Friedman has no sense whatsoever of the implications of the world that he is endorsing. Moreover, his technological triumphalism strikes me as absurd for someone who lived through the late 90s tech bubble that brought us AOL and Pets.com. The durability and economic viability of these social networking sites strikes me as dubious in the extreme.
I read Charles Blow's column today, talking about what actually people in the country do for a living, to be an implicit rebuff to Friedman. Yeah, Blow lays on the ordinary Americans working hard in the deep South bit a little thick, but the overall message is quite clear -- jobs are expanding in lots of low wage, hard laboring kind of work, a hug quantity of which takes no advanced degrees or fancy entrepreneurial spirit. I note that among these jobs, there are a couple -- registered nurses and carpenters among them -- that are listed as high wage. But these jobs are high wage jobs largely because of unionization -- yes, the people who ply these trades have undeniable skills, but in the end it is collective bargaining that has made them reasonably lucrative careers for people -- not "branding" or "differentiating" or entrepreneurial this or that, but good old fashioned trade unionism.

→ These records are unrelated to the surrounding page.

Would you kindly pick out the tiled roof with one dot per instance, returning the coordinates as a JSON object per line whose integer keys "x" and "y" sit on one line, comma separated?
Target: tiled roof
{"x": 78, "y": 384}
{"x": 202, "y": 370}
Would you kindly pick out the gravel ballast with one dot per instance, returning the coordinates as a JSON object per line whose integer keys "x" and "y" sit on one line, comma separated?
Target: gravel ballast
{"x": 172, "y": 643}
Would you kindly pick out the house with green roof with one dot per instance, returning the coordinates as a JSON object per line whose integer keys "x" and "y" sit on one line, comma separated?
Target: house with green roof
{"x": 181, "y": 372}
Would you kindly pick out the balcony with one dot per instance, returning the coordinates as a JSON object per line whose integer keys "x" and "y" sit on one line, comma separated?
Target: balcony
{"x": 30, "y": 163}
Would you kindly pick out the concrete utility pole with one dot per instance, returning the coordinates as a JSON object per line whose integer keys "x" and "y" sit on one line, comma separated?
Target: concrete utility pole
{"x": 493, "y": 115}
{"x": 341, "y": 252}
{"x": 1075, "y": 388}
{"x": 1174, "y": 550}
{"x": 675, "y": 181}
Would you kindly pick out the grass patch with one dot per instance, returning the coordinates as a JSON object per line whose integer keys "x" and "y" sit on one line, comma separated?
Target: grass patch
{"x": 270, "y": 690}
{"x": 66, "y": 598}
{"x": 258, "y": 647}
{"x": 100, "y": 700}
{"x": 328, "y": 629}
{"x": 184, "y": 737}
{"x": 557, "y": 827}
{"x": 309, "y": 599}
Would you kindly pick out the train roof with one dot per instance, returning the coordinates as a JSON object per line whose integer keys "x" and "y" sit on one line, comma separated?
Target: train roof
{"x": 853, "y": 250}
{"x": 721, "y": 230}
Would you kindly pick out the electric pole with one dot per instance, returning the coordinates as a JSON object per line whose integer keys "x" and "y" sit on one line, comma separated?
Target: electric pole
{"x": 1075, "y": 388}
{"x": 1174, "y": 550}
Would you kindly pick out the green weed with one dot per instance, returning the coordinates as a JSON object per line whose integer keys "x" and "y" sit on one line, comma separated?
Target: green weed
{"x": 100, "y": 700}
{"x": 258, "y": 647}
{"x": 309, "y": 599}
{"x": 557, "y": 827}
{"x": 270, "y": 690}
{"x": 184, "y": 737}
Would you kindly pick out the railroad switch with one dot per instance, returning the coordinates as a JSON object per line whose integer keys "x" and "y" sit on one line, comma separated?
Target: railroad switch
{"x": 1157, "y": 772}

If the United States is going to flourish, we need to somehow assure that all who work and contribute in these unglamorous, but highly necessary jobs (really think about the value of the home health aid versus some clown who allows you to get coupons online), can make a decent wage with health care coverage and an adequate retirement so that they too can share, however modestly, in the bounty of the world's richest country.